Memories as the Elderly Caregiver…
Are you finding yourself on a journey of providing more and more care-giving for your elderly parent or senior friend? It might even be an everyday part of your current life…
If so, you’ve no doubt enjoyed having the bragging rights about your mother’s, father’s or friend’s health and mental clarity. They’ve always been independent and always cared for themselves. Now, you may find that things are slowly beginning to change as the wheels of time move ever more further forward.
Are you noticing the factors that are affecting your communications, not the least of which could be your elderly loved one(s) memory lapse along with their hearing loss?
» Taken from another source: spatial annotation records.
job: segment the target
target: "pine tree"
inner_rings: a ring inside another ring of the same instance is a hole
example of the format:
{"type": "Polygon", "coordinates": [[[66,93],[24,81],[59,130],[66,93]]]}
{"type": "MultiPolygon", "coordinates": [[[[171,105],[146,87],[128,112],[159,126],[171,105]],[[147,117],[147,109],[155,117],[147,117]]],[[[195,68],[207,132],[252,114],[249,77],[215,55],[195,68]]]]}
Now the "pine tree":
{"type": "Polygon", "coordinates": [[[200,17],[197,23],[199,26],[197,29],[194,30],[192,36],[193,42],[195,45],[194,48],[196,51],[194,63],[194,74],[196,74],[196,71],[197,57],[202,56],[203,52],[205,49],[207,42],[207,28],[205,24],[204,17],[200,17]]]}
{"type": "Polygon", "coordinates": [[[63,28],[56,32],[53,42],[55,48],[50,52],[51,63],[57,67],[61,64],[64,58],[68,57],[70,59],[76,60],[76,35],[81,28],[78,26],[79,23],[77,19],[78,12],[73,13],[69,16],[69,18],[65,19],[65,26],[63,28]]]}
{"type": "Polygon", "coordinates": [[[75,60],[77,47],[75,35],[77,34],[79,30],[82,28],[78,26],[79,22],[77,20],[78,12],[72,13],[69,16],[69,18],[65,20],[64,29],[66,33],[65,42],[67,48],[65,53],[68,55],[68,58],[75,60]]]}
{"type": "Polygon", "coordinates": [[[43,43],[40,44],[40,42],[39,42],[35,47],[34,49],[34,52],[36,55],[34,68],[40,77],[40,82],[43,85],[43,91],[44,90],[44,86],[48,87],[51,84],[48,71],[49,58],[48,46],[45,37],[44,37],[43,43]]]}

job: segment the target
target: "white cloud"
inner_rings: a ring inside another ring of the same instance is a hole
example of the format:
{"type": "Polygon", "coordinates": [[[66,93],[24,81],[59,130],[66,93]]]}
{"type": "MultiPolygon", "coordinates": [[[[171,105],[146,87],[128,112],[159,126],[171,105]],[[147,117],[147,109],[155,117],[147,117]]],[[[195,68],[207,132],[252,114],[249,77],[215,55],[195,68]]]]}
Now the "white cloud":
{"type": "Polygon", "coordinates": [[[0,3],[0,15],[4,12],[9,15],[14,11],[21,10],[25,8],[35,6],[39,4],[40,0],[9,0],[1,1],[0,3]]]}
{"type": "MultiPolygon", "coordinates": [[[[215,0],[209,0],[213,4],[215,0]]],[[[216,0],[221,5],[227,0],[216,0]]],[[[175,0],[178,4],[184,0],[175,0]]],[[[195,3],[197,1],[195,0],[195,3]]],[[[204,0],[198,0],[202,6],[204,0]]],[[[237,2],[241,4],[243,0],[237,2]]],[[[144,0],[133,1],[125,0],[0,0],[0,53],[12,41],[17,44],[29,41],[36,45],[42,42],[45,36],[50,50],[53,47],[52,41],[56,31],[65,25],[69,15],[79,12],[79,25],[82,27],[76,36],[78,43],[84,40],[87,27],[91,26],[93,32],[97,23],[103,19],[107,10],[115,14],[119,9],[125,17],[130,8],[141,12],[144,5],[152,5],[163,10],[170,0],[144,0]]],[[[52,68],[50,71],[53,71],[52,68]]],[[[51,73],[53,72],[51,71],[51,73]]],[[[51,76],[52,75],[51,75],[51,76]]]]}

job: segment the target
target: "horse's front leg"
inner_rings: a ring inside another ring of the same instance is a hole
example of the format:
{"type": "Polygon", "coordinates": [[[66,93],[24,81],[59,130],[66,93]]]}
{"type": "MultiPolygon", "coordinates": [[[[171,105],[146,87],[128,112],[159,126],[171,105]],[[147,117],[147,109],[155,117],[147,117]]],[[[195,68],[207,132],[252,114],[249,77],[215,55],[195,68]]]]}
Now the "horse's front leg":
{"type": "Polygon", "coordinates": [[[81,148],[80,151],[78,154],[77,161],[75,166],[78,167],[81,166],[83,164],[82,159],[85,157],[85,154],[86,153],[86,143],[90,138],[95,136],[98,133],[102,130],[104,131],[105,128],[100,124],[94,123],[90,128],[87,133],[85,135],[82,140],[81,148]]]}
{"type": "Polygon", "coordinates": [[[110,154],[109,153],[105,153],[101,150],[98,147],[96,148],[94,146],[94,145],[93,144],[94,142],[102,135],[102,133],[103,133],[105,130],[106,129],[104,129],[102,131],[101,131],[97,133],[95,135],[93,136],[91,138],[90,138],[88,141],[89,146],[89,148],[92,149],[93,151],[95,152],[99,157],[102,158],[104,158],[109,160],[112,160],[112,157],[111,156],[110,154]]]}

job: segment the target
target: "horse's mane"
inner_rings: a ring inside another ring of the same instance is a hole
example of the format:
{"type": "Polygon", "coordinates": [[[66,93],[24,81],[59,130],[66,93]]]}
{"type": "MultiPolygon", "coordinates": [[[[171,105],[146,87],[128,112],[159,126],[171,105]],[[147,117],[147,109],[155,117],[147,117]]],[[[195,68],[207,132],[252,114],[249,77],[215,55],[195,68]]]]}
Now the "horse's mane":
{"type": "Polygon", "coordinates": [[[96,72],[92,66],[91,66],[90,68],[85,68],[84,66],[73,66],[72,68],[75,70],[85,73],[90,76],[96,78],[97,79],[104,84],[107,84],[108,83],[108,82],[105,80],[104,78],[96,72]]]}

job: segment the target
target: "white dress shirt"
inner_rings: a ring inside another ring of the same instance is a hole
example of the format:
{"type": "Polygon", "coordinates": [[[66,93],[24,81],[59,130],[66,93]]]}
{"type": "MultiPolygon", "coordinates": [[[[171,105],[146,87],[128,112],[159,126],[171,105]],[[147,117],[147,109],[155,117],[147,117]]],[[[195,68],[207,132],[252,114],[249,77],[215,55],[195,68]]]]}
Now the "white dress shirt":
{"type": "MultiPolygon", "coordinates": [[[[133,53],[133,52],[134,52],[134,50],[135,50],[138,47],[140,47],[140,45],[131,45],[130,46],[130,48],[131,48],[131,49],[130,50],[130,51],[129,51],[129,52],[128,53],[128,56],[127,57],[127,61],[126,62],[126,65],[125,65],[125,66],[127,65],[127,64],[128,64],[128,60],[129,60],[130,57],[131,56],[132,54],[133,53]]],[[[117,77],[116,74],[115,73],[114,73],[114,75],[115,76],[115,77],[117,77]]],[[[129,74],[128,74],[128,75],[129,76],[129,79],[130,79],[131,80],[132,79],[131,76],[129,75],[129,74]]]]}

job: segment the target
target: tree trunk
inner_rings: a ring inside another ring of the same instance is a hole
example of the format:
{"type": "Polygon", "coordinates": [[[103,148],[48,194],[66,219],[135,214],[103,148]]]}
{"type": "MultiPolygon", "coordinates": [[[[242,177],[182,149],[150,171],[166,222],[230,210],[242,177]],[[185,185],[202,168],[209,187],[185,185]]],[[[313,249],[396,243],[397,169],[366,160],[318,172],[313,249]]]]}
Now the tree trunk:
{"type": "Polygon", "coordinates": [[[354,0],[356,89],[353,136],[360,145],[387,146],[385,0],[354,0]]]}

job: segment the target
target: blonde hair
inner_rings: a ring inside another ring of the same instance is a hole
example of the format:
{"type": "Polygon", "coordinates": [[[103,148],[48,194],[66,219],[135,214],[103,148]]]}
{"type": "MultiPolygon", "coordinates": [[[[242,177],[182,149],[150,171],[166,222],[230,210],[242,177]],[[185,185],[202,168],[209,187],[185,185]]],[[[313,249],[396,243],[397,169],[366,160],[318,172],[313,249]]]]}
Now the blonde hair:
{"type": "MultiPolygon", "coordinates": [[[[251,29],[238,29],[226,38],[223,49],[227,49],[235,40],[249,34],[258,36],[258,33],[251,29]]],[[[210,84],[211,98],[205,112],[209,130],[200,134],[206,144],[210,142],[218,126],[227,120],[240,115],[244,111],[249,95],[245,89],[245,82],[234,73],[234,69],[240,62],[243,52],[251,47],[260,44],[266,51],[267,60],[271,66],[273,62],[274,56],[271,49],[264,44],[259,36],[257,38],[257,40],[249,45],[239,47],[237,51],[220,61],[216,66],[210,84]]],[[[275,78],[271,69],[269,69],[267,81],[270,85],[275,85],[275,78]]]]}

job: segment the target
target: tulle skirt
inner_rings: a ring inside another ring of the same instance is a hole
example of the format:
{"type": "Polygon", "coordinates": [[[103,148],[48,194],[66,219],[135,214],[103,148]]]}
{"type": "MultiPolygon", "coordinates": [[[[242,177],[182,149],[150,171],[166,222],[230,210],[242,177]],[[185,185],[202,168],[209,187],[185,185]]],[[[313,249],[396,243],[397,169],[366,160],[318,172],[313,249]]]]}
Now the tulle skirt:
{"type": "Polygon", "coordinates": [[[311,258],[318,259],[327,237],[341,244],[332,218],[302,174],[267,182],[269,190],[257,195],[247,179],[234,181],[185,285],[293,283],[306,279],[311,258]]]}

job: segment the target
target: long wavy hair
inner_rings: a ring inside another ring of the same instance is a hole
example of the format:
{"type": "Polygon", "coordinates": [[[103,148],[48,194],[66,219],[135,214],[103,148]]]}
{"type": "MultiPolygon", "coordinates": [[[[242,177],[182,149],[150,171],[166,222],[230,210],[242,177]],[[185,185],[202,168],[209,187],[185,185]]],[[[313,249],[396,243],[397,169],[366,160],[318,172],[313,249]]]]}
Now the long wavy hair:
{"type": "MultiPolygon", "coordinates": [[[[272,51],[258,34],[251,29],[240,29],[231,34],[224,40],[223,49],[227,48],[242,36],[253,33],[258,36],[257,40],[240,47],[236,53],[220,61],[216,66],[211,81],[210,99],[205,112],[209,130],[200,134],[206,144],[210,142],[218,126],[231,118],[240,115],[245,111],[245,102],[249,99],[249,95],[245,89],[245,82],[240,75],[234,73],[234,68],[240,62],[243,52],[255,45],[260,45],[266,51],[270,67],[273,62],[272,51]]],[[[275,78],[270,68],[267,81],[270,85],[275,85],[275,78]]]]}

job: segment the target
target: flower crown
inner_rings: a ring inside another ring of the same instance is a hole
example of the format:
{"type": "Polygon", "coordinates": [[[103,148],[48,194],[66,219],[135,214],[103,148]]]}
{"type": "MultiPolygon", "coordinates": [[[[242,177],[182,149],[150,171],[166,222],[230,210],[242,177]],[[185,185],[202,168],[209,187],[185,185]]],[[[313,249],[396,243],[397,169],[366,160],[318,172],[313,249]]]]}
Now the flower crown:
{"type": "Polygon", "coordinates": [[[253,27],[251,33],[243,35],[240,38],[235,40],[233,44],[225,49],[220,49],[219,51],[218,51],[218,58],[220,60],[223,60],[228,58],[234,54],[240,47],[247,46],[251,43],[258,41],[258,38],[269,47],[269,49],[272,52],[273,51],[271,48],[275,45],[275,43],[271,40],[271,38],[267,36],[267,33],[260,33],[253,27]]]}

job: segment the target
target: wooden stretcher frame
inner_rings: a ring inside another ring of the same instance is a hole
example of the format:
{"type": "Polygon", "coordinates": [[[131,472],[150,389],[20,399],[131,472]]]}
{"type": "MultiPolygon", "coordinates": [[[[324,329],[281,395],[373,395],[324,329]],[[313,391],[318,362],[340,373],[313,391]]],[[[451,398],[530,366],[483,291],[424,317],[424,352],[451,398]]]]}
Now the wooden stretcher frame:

Like, maybe your mom is forgetting that on Mother’s Day you always exchanged gifts and cards. Or, maybe your father just called you to ask when your birthday was. Or, your elderly friend is forgetting when s/he had their last meal.
As a sibling, you may be noticing the struggle with your “new” mother/father, as you find yourself desperate for the return of your “old” parent… which was the walking family story teller, the best cook in the world, and the fiercest scrabble competitor on the planet.
Are you spending more and more time assisting your elderly loved one around their home?… Or, might you be finding yourself driving to and from appointments, which previously were errands that they handled easily by themselves?
Feelings of sadness that come with past parental reflections can be one of the most powerful of emotions for anyone to negotiate. As well as, dealing with new surroundings… like, a parent that can’t grasp a fork and a knife in their arthritic hands, or, your senior finding it ever more difficult to negotiate simple tasks. Feelings of despair for one-self and sympathy for your elderly loved one is a tough situation to find yourself in, indeed.
As a caregiver, (and in order to cope) you may find it difficult to reach-out and ask for some advice from others that are going through the same concerns and experiences for encouragement, along with the experts, which can provide insights. But reaching out you must in order to comfort your soul.
Remember to also keep in mind ‘who’ your parent’s/friend used to be and cherish those memories no matter what. Cry, rejoice and live the moment of the beauty that life gave the both of you. If you’re that care-giving son, daughter or friend… these times can be certainly confusing. You may never get over seeing such radical day to day changes. But, you’ll certainly want to appreciate ‘with gratitude’ the bountifulness that comes with your wonderful memories.
Yes indeed, be good to yourself as that ever important caregiver!